В действительности все оказалось наоборот. Именно предприятия, управляемые выборными комитетами, почти сразу продемонстрировали редкую склочность при налаживании связей производственной кооперации, а в кризисной обстановке оказались самыми политически неустойчивыми, где всего пара говорунов легко блокировали всю хозяйственную деятельность и превращали производственный процесс в сплошной митинг трудящихся.

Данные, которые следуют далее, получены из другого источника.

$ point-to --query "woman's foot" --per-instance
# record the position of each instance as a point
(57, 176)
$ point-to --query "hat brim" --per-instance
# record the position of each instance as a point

– Не краснейте и не кручиньтесь, Сергей Васильевич, – махнул рукой император, – у вас и у Феликса Эдмундовича нет опыта организации рабочего самоуправления, а следовательно, понимания пределов его полезности. Зато теперь вы сможете квалифицированно пояснить некоторым горячим головам, почему выборность начальника не является такой уж хорошей идеей и тем более – панацеей. А то наши умники-африканеры, насмотревшись на военную организацию буров, стремятся внедрить выборность командиров солдатскими комитетами… Расскажите им, как выглядит излишняя увлеченность политическими новациями в нашем, а не в субтропическом климате. Как планируете исправлять ошибки и восстанавливать работоспособность предприятий?
– Дзержинский со своими «инквизиторами» уже выехал на Урал…
– Хм… Ну вот и еще один урок, Сергей Васильевич. Неоправданный либерализм в руководстве всегда заканчивается террором со стороны управляющих, желающих вернуть контроль над ситуацией, или со стороны управляемых, стремящихся избавиться от любых рудиментов контроля. Я полностью разделяю вашу стратегию. Чтобы погасить в зародыше русский бунт, бессмысленный и беспощадный, действующая власть должна стать радикальнее самих революционеров.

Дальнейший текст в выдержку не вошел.